I was disappointed to see that 5280 recently compared "Denver's Best High Schools" [August] as though they were mojito bars. The problem with judging schools based on SAT scores is that these criteria have much less to do with the school's impact and more to do with the students' families' educational background and income. Disciplinary problems and dropout rates are under-reported. The number of AP classes offered is determined not by a school's quality, but by its size. The important and difficult question that will determine a school's quality is what value does the school actually add to a student's education? To do this analysis one must take into account student demographics and then look at what value the schools add to those students.
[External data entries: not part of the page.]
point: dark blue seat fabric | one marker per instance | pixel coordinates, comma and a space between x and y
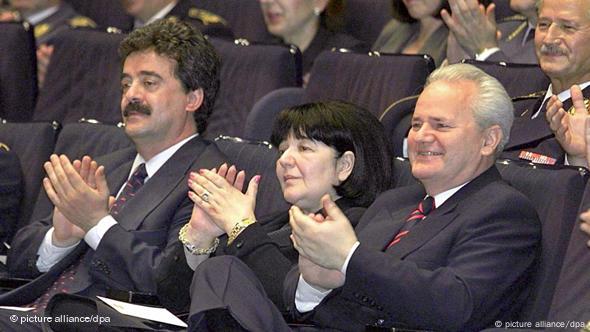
33, 142
373, 81
248, 72
257, 158
18, 72
518, 79
556, 193
83, 77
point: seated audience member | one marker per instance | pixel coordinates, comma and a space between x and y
474, 32
49, 18
552, 133
453, 253
11, 192
312, 26
169, 82
148, 11
416, 28
332, 148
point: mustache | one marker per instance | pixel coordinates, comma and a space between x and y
137, 108
552, 49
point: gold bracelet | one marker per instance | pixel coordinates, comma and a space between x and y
191, 247
238, 228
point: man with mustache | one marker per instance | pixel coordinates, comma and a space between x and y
117, 219
551, 128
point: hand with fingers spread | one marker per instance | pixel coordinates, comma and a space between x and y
223, 200
324, 241
65, 233
569, 129
472, 24
82, 203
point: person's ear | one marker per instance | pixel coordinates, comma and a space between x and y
345, 165
491, 139
194, 100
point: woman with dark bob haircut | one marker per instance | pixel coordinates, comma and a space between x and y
332, 148
416, 28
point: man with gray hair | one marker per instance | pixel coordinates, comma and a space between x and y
454, 252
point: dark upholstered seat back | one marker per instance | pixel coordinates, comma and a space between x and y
83, 78
248, 72
33, 142
257, 158
371, 81
18, 72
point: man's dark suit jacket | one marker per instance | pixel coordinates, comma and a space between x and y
131, 251
11, 192
265, 247
535, 135
462, 268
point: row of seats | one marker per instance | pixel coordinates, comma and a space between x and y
363, 19
559, 193
82, 81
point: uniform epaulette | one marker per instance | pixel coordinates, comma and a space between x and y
81, 22
513, 18
41, 29
530, 96
4, 146
206, 16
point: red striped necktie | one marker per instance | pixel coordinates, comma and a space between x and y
424, 208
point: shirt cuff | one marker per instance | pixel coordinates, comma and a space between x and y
96, 233
352, 250
50, 254
307, 297
486, 53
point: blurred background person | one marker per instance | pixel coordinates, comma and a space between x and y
416, 28
311, 25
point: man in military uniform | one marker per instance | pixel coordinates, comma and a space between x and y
147, 11
49, 17
474, 31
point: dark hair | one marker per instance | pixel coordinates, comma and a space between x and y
332, 18
344, 127
400, 12
197, 63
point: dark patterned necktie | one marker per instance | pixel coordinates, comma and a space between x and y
67, 276
424, 208
131, 187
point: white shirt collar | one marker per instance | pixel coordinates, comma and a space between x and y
440, 198
562, 96
37, 17
160, 14
154, 164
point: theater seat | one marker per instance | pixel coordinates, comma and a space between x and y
373, 81
248, 72
257, 158
83, 78
33, 142
518, 79
76, 140
556, 193
18, 72
571, 302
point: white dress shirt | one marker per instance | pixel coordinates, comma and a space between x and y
307, 297
49, 254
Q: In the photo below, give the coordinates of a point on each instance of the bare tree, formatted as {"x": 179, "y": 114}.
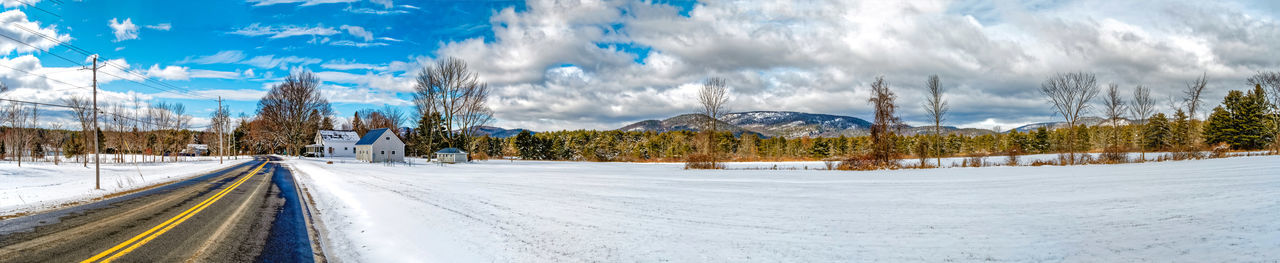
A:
{"x": 81, "y": 110}
{"x": 289, "y": 107}
{"x": 1271, "y": 82}
{"x": 1142, "y": 107}
{"x": 1192, "y": 99}
{"x": 1070, "y": 94}
{"x": 452, "y": 91}
{"x": 1115, "y": 109}
{"x": 885, "y": 126}
{"x": 937, "y": 108}
{"x": 712, "y": 98}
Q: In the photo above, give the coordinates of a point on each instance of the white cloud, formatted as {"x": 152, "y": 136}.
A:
{"x": 347, "y": 66}
{"x": 123, "y": 30}
{"x": 170, "y": 73}
{"x": 160, "y": 26}
{"x": 206, "y": 73}
{"x": 819, "y": 55}
{"x": 219, "y": 58}
{"x": 359, "y": 32}
{"x": 283, "y": 31}
{"x": 283, "y": 62}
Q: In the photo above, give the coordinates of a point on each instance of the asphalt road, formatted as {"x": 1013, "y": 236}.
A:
{"x": 245, "y": 213}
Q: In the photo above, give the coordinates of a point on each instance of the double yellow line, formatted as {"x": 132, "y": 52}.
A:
{"x": 168, "y": 225}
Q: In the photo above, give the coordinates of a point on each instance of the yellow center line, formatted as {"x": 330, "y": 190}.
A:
{"x": 163, "y": 227}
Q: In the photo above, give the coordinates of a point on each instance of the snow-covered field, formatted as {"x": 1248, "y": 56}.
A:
{"x": 499, "y": 211}
{"x": 41, "y": 185}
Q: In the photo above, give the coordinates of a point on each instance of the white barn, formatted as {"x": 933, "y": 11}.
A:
{"x": 379, "y": 146}
{"x": 334, "y": 144}
{"x": 451, "y": 155}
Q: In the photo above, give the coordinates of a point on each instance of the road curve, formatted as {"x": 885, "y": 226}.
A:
{"x": 243, "y": 213}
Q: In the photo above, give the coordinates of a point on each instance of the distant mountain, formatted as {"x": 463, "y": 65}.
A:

Education Program Officer, Piton Foundation
The criteria used to determine "Denver's Best High Schools"—while not altogether unimportant—miss criteria far more important. Beyond factors such as student-teacher ratio and discipline, schools must be evaluated on what they do to prepare children for a global, integrated economy. For that we need students who can think abstractly and creatively—imagining things that have never been.
I just finished your wonderfully written article about Michael Andre ["Hard Case," September]. I'm writing to thank you for composing such a touching piece about my close friend. It's such a tragedy that what happened actually happened, and it's nice to know that now all of Denver will realize what a great man he was. Andre was my lunch date every other Friday at the Diamond Cabaret. He was a sparkling individual. His smile was contagious and his laughter made everyone around him laugh with him. Thank you for telling the world about him and all he did to help those around him.